Liam Bern

Personal information
- Date of birth: 6 March 2003 (age 23)
- Position(s): Defender; defensive midfielder;

Team information
- Current team: AmaZulu Football Club
- Number: 17

Senior career*
- Years: Team / Apps / (Gls)
- 2021–2025: Cape Town Spurs / 36 / (0)
- 2025–: AmaZulu Football Club / 3 / (0)

= Liam Bern =

South African soccer player

Liam Bern (born 6 March 2003) is a South African soccer player who plays as a defender for AmaZulu Football Club in the Premier Soccer League.

Bern came through the academy of what was then called Ajax Cape Town, joining from Tableview at age 9. His first training session with the senior team of Cape Town Spurs came when he was 15, and he was moved up to the senior team in 2021. Here, he played two seasons in the National First Division, gaining promotion to the 2023–24 South African Premier Division.

In 2022, Bern went on trial with KV Mechelen in Belgium.

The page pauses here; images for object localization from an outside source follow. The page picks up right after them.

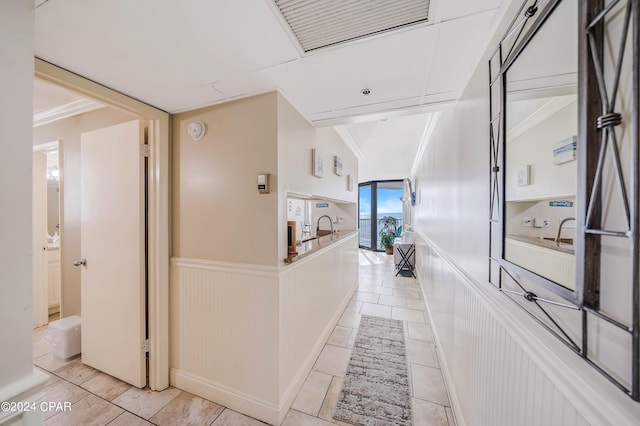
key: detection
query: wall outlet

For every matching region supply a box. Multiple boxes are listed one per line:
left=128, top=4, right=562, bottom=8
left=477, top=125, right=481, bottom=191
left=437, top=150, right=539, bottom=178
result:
left=543, top=218, right=551, bottom=227
left=522, top=217, right=532, bottom=227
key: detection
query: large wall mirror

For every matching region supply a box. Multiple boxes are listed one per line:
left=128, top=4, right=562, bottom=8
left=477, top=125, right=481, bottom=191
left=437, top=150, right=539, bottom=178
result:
left=489, top=0, right=640, bottom=401
left=503, top=0, right=579, bottom=301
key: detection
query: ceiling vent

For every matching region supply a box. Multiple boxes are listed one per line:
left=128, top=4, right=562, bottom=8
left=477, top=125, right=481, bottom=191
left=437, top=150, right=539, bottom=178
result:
left=274, top=0, right=430, bottom=52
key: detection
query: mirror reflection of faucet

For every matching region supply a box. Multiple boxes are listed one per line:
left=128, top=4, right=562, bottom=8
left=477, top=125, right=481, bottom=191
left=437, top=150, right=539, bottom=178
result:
left=556, top=217, right=576, bottom=247
left=316, top=215, right=334, bottom=237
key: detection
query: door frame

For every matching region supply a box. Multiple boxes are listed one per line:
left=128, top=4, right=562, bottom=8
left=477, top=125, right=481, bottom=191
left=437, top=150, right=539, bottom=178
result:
left=33, top=140, right=63, bottom=326
left=32, top=149, right=48, bottom=328
left=35, top=58, right=171, bottom=390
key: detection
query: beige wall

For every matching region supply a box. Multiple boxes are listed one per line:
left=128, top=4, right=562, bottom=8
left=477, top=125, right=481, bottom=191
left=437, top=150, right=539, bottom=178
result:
left=33, top=106, right=137, bottom=316
left=276, top=93, right=358, bottom=262
left=172, top=92, right=359, bottom=267
left=172, top=93, right=279, bottom=266
left=276, top=93, right=358, bottom=203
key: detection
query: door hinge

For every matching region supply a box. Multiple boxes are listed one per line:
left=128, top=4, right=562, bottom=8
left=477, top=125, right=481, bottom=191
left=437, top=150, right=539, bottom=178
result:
left=142, top=339, right=149, bottom=353
left=141, top=144, right=150, bottom=158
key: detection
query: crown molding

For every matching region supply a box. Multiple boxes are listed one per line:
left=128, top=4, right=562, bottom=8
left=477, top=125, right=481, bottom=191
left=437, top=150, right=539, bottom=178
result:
left=33, top=98, right=105, bottom=127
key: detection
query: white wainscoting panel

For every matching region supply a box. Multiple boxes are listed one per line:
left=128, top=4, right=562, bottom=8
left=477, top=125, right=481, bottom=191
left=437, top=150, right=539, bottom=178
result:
left=278, top=235, right=359, bottom=405
left=170, top=258, right=281, bottom=422
left=170, top=234, right=359, bottom=425
left=414, top=232, right=640, bottom=426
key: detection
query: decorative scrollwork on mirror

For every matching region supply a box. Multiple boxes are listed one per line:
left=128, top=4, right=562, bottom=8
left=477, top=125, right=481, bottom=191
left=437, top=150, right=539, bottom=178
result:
left=488, top=0, right=640, bottom=401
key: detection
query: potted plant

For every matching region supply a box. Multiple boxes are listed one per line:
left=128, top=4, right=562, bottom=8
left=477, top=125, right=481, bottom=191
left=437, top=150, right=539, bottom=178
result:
left=378, top=216, right=398, bottom=255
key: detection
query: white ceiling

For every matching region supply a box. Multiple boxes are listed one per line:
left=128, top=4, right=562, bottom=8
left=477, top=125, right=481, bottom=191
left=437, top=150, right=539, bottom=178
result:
left=33, top=0, right=507, bottom=181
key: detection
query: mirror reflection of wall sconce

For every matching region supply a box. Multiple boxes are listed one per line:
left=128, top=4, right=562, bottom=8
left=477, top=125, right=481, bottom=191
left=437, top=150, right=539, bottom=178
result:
left=517, top=165, right=530, bottom=186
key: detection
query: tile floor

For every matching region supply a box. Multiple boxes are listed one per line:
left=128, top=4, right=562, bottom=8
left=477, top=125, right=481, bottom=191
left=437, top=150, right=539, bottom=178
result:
left=32, top=250, right=455, bottom=425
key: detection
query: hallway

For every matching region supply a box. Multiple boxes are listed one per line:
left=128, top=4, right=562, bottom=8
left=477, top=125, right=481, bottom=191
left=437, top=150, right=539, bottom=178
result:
left=32, top=250, right=454, bottom=425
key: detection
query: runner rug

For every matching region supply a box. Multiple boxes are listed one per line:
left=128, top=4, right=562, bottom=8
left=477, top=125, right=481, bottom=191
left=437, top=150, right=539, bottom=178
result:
left=333, top=315, right=412, bottom=425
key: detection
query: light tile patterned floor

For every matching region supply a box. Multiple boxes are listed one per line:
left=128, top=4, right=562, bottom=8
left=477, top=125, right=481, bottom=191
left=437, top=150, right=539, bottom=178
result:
left=32, top=250, right=455, bottom=425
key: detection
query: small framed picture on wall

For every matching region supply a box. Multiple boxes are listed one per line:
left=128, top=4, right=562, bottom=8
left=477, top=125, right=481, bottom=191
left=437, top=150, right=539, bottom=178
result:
left=312, top=148, right=323, bottom=177
left=334, top=155, right=343, bottom=176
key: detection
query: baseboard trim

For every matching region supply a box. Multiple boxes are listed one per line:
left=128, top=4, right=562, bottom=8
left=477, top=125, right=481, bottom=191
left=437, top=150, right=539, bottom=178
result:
left=171, top=368, right=280, bottom=425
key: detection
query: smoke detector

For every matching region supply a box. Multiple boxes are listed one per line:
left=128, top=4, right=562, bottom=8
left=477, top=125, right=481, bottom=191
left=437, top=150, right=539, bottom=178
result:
left=187, top=121, right=206, bottom=141
left=361, top=88, right=372, bottom=97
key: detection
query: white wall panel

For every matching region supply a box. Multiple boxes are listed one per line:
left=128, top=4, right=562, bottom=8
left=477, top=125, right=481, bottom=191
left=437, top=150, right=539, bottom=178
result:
left=170, top=258, right=281, bottom=422
left=279, top=235, right=358, bottom=401
left=0, top=2, right=50, bottom=425
left=170, top=234, right=358, bottom=425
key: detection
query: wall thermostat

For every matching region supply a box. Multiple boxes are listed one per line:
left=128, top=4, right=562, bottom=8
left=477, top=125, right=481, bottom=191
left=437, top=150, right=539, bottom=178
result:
left=187, top=121, right=206, bottom=141
left=258, top=173, right=270, bottom=194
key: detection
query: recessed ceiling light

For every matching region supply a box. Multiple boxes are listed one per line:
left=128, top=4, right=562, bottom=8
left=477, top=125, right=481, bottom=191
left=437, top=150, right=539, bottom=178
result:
left=361, top=88, right=372, bottom=96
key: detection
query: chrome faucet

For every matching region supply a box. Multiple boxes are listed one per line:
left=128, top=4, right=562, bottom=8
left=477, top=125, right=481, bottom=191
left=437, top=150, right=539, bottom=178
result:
left=316, top=215, right=334, bottom=236
left=555, top=217, right=575, bottom=246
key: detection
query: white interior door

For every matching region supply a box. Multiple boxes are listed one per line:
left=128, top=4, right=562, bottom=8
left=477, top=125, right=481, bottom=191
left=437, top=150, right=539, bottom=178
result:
left=80, top=119, right=146, bottom=388
left=33, top=151, right=49, bottom=328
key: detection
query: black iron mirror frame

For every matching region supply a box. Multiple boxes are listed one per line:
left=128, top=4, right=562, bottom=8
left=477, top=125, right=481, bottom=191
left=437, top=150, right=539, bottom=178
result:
left=488, top=0, right=640, bottom=401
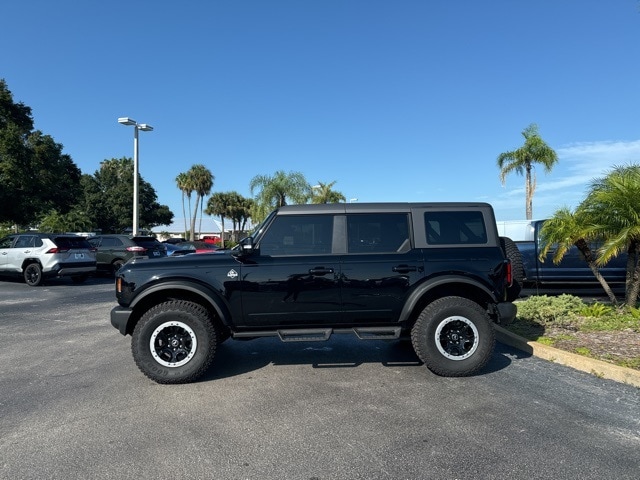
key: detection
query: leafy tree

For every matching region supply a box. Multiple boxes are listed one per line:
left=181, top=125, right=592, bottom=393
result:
left=39, top=208, right=93, bottom=233
left=579, top=164, right=640, bottom=307
left=0, top=79, right=82, bottom=226
left=539, top=207, right=618, bottom=305
left=497, top=124, right=558, bottom=220
left=249, top=170, right=310, bottom=222
left=311, top=181, right=346, bottom=204
left=82, top=158, right=173, bottom=233
left=538, top=165, right=640, bottom=308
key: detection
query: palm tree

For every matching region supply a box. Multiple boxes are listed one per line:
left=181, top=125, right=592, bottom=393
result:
left=249, top=170, right=311, bottom=222
left=311, top=181, right=346, bottom=204
left=205, top=191, right=231, bottom=248
left=579, top=164, right=640, bottom=307
left=539, top=207, right=618, bottom=305
left=497, top=124, right=558, bottom=220
left=184, top=164, right=214, bottom=241
left=175, top=172, right=192, bottom=238
left=192, top=164, right=214, bottom=238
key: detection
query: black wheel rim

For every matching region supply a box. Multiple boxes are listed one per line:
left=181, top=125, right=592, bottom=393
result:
left=435, top=316, right=479, bottom=360
left=149, top=321, right=197, bottom=367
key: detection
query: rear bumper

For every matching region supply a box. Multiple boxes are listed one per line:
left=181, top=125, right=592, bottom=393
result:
left=497, top=301, right=517, bottom=325
left=45, top=261, right=97, bottom=276
left=111, top=306, right=133, bottom=335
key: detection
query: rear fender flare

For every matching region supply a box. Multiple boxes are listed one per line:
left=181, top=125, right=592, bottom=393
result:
left=398, top=275, right=498, bottom=324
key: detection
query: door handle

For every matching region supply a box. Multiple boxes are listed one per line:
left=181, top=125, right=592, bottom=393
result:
left=309, top=267, right=334, bottom=276
left=392, top=265, right=418, bottom=273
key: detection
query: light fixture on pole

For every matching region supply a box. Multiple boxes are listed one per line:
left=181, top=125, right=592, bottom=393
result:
left=118, top=117, right=153, bottom=236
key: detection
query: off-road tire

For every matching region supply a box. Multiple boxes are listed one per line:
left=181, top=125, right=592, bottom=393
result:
left=132, top=300, right=218, bottom=384
left=411, top=296, right=495, bottom=377
left=24, top=263, right=43, bottom=287
left=500, top=236, right=524, bottom=301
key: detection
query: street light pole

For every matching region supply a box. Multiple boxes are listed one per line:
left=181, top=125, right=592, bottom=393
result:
left=118, top=117, right=153, bottom=236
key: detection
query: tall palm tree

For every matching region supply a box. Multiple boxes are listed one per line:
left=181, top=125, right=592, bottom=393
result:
left=579, top=164, right=640, bottom=306
left=311, top=181, right=346, bottom=204
left=249, top=170, right=310, bottom=222
left=539, top=207, right=618, bottom=305
left=185, top=164, right=214, bottom=241
left=175, top=172, right=192, bottom=238
left=497, top=124, right=558, bottom=220
left=192, top=164, right=214, bottom=238
left=205, top=191, right=231, bottom=248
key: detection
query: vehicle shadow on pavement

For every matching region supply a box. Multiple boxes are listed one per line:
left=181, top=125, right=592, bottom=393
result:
left=199, top=336, right=520, bottom=382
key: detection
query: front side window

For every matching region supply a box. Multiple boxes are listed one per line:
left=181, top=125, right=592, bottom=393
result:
left=0, top=236, right=14, bottom=249
left=259, top=215, right=333, bottom=256
left=425, top=211, right=487, bottom=245
left=347, top=213, right=410, bottom=253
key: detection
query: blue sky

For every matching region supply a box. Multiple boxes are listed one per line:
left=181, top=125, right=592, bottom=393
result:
left=3, top=0, right=640, bottom=229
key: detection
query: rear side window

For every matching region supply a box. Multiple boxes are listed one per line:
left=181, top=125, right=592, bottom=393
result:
left=425, top=211, right=487, bottom=245
left=260, top=215, right=333, bottom=255
left=14, top=236, right=36, bottom=248
left=99, top=237, right=124, bottom=247
left=347, top=213, right=410, bottom=253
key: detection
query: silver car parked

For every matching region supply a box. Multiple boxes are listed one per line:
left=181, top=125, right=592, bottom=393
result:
left=0, top=234, right=97, bottom=286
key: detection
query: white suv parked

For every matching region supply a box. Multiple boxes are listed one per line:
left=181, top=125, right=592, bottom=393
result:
left=0, top=234, right=97, bottom=286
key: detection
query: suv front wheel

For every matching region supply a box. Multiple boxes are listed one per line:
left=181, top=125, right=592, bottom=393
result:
left=411, top=296, right=495, bottom=377
left=131, top=300, right=218, bottom=384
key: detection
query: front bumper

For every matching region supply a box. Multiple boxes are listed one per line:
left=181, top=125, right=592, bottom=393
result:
left=111, top=306, right=133, bottom=335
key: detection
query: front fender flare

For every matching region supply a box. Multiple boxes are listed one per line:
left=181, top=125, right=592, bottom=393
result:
left=128, top=280, right=233, bottom=327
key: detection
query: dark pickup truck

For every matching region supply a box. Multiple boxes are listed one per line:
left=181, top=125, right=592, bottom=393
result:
left=496, top=220, right=627, bottom=286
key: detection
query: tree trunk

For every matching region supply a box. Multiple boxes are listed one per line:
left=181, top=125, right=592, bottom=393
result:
left=525, top=164, right=532, bottom=220
left=577, top=241, right=618, bottom=306
left=625, top=241, right=640, bottom=307
left=220, top=217, right=225, bottom=249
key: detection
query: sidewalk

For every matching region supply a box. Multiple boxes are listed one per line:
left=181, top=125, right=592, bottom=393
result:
left=495, top=325, right=640, bottom=388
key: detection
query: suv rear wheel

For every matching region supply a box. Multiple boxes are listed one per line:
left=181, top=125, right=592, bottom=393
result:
left=131, top=300, right=218, bottom=384
left=23, top=263, right=43, bottom=287
left=411, top=296, right=494, bottom=377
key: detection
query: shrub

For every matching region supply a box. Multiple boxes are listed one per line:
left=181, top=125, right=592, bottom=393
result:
left=579, top=302, right=613, bottom=318
left=515, top=294, right=583, bottom=326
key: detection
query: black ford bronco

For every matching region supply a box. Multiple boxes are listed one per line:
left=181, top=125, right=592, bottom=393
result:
left=111, top=202, right=519, bottom=384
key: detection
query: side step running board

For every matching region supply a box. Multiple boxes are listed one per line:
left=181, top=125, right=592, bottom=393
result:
left=232, top=326, right=402, bottom=342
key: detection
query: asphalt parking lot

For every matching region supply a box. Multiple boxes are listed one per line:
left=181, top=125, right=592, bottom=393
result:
left=1, top=277, right=639, bottom=479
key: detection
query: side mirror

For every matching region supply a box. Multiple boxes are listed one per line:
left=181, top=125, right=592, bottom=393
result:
left=232, top=236, right=255, bottom=257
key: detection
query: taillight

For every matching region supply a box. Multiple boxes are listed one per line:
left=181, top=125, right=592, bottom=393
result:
left=45, top=248, right=69, bottom=254
left=506, top=260, right=513, bottom=286
left=126, top=246, right=146, bottom=253
left=116, top=277, right=122, bottom=293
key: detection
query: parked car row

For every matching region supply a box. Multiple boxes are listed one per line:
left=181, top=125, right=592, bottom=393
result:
left=0, top=233, right=221, bottom=286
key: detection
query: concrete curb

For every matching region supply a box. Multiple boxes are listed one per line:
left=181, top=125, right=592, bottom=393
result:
left=494, top=325, right=640, bottom=388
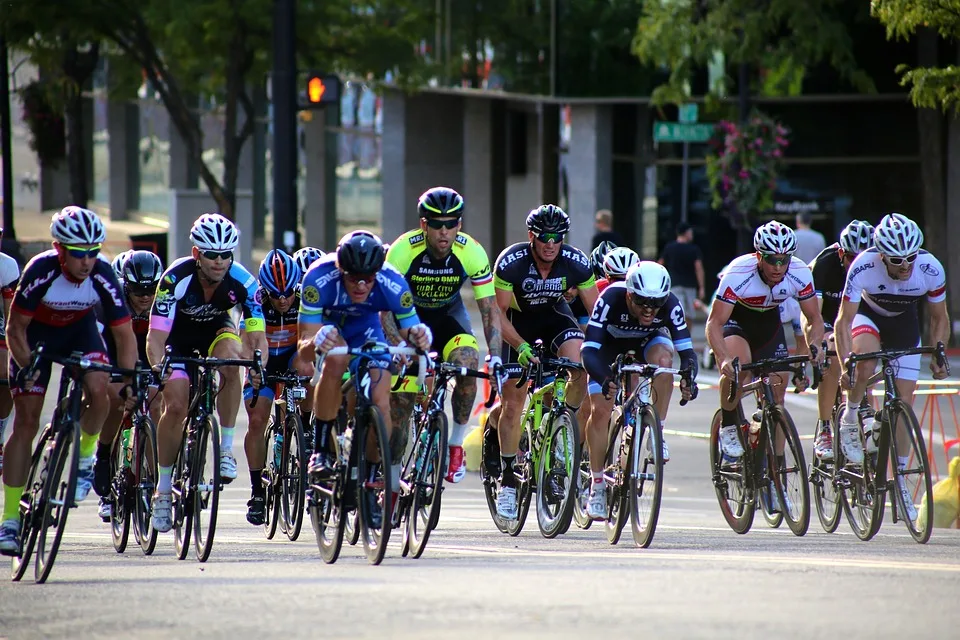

He also helped launch a charity campaign called "Blikkies and Boots", aimed at donating sports gear and nutritional goods for the club Blikkiesdorp United FC.

During the 2023–24 Premier Division, Bern was moved from left back to defensive midfield. The manager Ernst Middendorp who took over during the season wanted Bern more centrally in the field.